Women, Climate, & Conflict: Gendered Voices in Climate Diplomacy and Policymaking

Part four of our guest blog series exploring the nexus of gender, conflict and climate change.

As a guest blog, the views expressed in this publication do not necessarily reflect the views of Our Secure Future or One Earth Future. 

We must explore the nexus of gender, climate and security if we hope to build resilient, thriving communities in the future. In installations one and two of this series, we looked at the interplay between conflict and climate, noting that climate change is expected to intensify existing political instabilities and insecurities, with the potential to fuel conflict and violence. Climate change will pose direct threats to military readiness, materiel, budgets, and humanitarian response capabilities. In the presence of gender inequality, intersecting gender-climate-conflict risks create increased threats to women’s safety, health, and economic wellbeing. But seeing beyond common characterizations of women as either victimized or virtuous, in installation three, we looked at the many ways women demonstrate their agency by being part of climate solutions. These are all much-needed approaches to managing the complexities of the triple nexus.

We now need nuanced, contextualized policies that provide the gender-sensitive climate-conflict strategies, resources, legal structures, funding, and training that communities require to address present and future climate challenges. While climate policies sometimes include gender and increasingly include conflict, rarely do they integrate both. Likewise, while Women, Peace and Security (WPS) policies frequently address conflict, most ignore the threats of climate change as well. 

Operating in silos, policymakers often fail to see the intersectional nature of these risks. Is this a problem created by the novelty of the challenge – is the triple nexus so new that policymakers lack sufficient exposure to the combined gender-climate-conflict threats? Or could this perhaps be a result of the familiar problem of missing women’s voices within policymaking spaces? Likely it’s a bit of both.
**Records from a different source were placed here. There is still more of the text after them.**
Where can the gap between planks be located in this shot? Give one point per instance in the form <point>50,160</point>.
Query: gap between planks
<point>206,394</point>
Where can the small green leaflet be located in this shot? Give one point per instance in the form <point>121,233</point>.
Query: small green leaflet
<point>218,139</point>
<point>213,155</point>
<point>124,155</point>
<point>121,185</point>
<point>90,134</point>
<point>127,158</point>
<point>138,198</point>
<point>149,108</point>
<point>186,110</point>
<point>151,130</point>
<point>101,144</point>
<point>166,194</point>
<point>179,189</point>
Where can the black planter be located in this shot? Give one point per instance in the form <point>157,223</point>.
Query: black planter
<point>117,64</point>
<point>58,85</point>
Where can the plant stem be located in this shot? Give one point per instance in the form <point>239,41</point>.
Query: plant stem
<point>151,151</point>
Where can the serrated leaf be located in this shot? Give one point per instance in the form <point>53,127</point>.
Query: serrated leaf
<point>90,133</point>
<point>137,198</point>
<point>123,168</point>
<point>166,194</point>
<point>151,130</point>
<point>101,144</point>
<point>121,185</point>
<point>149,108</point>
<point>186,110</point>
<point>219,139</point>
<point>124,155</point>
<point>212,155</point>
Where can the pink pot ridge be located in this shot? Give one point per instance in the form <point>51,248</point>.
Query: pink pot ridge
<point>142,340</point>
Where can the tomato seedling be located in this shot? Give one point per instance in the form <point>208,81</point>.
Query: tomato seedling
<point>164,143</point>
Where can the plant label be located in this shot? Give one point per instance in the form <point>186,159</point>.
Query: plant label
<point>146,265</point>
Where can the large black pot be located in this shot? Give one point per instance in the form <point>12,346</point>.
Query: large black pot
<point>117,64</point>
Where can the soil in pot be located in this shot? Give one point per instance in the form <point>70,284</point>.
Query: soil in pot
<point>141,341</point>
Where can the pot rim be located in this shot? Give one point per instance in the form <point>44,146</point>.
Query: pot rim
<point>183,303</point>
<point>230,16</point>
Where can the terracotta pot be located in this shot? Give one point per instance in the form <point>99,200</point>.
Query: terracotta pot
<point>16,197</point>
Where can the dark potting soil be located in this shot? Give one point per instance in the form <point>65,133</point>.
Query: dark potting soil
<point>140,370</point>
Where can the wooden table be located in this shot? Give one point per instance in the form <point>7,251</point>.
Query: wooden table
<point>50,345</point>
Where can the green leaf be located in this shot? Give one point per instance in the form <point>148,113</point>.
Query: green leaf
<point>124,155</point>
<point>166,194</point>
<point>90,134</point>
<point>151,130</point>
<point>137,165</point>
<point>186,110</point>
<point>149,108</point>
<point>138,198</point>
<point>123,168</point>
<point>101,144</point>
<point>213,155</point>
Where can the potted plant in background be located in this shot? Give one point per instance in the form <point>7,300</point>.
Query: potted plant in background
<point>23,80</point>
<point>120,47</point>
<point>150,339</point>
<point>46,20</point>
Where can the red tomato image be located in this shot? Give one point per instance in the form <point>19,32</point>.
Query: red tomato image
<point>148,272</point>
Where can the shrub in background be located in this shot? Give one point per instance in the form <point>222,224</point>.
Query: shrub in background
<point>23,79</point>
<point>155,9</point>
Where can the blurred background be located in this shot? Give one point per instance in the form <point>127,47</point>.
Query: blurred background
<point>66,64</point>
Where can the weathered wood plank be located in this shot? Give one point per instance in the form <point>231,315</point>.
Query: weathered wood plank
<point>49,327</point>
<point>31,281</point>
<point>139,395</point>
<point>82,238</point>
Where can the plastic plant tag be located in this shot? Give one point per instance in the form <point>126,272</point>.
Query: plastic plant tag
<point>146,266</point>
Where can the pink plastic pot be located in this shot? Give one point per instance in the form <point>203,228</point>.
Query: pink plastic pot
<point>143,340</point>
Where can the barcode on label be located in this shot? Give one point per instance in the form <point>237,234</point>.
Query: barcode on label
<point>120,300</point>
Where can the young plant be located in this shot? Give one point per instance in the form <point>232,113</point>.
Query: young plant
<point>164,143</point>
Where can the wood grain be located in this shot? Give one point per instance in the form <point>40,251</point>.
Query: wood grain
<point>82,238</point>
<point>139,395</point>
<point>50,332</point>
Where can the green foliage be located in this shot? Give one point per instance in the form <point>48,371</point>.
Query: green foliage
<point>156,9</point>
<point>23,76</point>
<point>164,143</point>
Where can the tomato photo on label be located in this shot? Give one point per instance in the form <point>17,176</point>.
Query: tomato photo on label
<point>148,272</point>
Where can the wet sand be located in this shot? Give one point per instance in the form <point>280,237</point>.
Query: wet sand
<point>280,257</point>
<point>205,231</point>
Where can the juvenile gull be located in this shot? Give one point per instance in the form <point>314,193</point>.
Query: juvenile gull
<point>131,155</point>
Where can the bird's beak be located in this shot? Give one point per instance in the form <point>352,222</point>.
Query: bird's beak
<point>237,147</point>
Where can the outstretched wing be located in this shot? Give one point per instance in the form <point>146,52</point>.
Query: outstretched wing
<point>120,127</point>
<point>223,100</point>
While civil society organizations, think tanks, and academics can work to overcome the information gap, the only solution for the policy gap is to center women’s voices, a problem that is only overcome through the meaningful, equal, and full involvement of women in policy and peacemaking leadership roles.

Women and National Climate Policymaking

 Many studies already show that as gender equality in national politics increases, policies are more likely to reflect gender-inclusive approaches. For instance, foreign policy scholarship has demonstrated that increasing women’s political leadership in national governments tends to reduce corruption, boost educational outcomes, and improve public health. Women politicians may also de-prioritize military spending in favor of budgeting for community welfare programs. Conversely, as Valerie Hudson has shown, for every additional step in a women’s subjugation (including in the political sphere), a country is twice as likely to be unstable and violent, and one-and-a-half times more likely to experience episodes of terrorism. 

Importantly for our purposes, with greater gender equality in national parliaments comes more stringent climate policies, and lower national carbon dioxide emissions as well. What happens when women have greater involvement in policymaking where the issues of gender, climate change, and international security meet? Research I’m just completing now (to be published soon) suggests that increasing women’s participation in national parliaments has the effect you’d expect: it increases the likelihood that a country will develop policies that tackle the intersectional nature of the women-climate-conflict nexus.

Gender in Climate Diplomacy and Peacemaking

 Another sphere in which it is important to center women’s voices in the triple nexus is climate diplomacy. The Wilson Center, in their recent Foreign Policy Is Climate Policy report, has pointed out that we can no longer ignore climate change because there is no security sphere that climate change doesn’t touch: from great power competition to the future of democracy, global financial systems to multilateralism, migration to geoengineering. If climate security risks are going to drive future instability and risk, women – who are both impacted by and active problem-solvers in climate matters – should be present at those climate peacemaking tables. The WPS Participation Pillar, after all, admonishes that it be so.

In 2017, UN Climate Change Executive Secretary Patricia Espinosa called participants to the UN Climate Change Conference in Bonn (COP23) to seize the opportunity of increasing women’s leadership in UN climate diplomacy processes. However, the global conversation has been very slow to recognize the role of gender in international climate security. Research from the International Rescue Committee suggests that in environmental peacebuilding – including climate peacemaking – women’s participation has generally been tokenistic.

More work must be done to tap into the perspectives and ingenuity of women and indigenous leaders in national and international policymaking and diplomacy. As I have demonstrated throughout this series, the inclusion of women in climate policymaking is not just the right thing to do, it’s the strategic thing to do. The quest to recognize and address the gender-climate-conflict nexus has just begun. Certainly at this pivotal stage, we can still set a more equitable and transformative agenda for what will prove to be one of the most significant security challenges of our time.